Tim Berry, founder of business plan software company, Palo Alto Software; a business plan expert and speaker at the February 2006 Small Business Technology Summit is fanatical about small businesses having a business plan. Not just a one time exercise but a life time road map of business growth.
He writes – When embarking on your first business plan, keep in mind that you are writing the story of your company. A standard business plan outline includes a chapter topic on your company, which you may not need to include if you are writing an internal plan. However, any bank or prospective investors reading your plan will want to know about your company before they read about products, markets, and the rest. Here are some elements to include in the chapter on your company.
Start the chapter with a paragraph that you can use as part of a summary memo or a loan application support document. Include the essential details, such as the name of the company, its legal establishment, how long it’s been in existence, and what it sells to what markets.

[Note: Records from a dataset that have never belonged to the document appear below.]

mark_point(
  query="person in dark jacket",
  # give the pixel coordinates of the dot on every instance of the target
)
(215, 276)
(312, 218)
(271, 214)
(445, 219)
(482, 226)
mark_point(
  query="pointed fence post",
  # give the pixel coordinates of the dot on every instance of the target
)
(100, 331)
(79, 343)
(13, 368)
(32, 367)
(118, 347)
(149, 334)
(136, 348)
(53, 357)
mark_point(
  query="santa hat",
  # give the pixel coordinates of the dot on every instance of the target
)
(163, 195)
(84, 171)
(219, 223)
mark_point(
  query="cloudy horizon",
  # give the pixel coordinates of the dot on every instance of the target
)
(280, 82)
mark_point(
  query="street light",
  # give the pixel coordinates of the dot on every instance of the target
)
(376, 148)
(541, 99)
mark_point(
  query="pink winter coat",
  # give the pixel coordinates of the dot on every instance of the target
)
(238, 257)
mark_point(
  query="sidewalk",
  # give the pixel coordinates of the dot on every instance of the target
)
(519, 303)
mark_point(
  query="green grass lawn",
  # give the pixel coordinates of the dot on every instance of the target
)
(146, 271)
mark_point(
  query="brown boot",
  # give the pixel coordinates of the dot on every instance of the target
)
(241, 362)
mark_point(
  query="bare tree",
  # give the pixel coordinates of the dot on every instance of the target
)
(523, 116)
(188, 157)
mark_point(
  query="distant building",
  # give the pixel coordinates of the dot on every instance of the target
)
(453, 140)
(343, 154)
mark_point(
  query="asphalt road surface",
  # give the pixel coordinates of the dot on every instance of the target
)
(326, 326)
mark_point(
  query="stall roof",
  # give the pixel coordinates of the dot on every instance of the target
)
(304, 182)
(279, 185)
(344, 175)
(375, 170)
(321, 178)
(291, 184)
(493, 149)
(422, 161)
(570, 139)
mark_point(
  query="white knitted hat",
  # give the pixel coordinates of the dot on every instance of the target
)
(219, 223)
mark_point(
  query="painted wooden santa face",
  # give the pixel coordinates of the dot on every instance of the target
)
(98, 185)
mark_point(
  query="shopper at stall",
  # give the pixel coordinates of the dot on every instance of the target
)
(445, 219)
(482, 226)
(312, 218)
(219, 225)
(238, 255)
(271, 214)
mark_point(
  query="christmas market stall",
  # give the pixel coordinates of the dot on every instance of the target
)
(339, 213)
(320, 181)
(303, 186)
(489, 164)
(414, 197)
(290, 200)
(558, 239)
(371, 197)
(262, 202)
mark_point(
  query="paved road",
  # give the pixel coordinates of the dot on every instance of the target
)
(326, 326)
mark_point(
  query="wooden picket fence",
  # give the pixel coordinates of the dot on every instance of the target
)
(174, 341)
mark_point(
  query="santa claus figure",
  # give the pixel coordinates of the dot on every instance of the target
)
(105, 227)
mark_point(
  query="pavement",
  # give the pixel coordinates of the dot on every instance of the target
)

Legal Entity and Ownership
In this paragraph, describe the ownership and legal establishment of the company. Specify whether your company is a corporation, partnership, sole proprietorship, or some other kind of legal entity, such as a limited liability partnership. You should also explain who owns the company, and, if there is more than one owner, in what proportion.
If your business is a corporation, specify whether it is a C (the more standard type) or an S (more suitable for small business without many different owners) corporation. Also, of course, specify whether it is privately owned or publicly traded.
Many smaller businesses are sole proprietor businesses. Some are legal partnerships. The protection of incorporating is important, but sometimes the extra legal costs and hassles of turning in corporate tax forms with double-entry bookkeeping are not worth it. Professional service businesses, such as accounting or legal or consulting firms, may be partnerships, although that mode of establishment is less common these days. If you’re in doubt about how to establish a start-up company, consult a business attorney.
Locations and Facilities
Briefly describe offices and locations of your company, the nature and function of each, square footage and lease arrangements.
If you are a service business, you probably don’t have manufacturing plants anywhere, but you might have Internet services, office facilities, and telephone systems that are relevant to providing service. For example, it is conceivable that your Internet connection might be critical to your business. Include this information.
If you’re a retail store, then your location is probably a critical factor, so explain the location, traffic patterns, parking facilities, and possibly customer demographics as they relate to the specific location.
If you are a manufacturing business, you may have different facilities for production, assembly, and various offices. Include your manufacturing and assembly equipment, packing equipment, docks, and other facilities.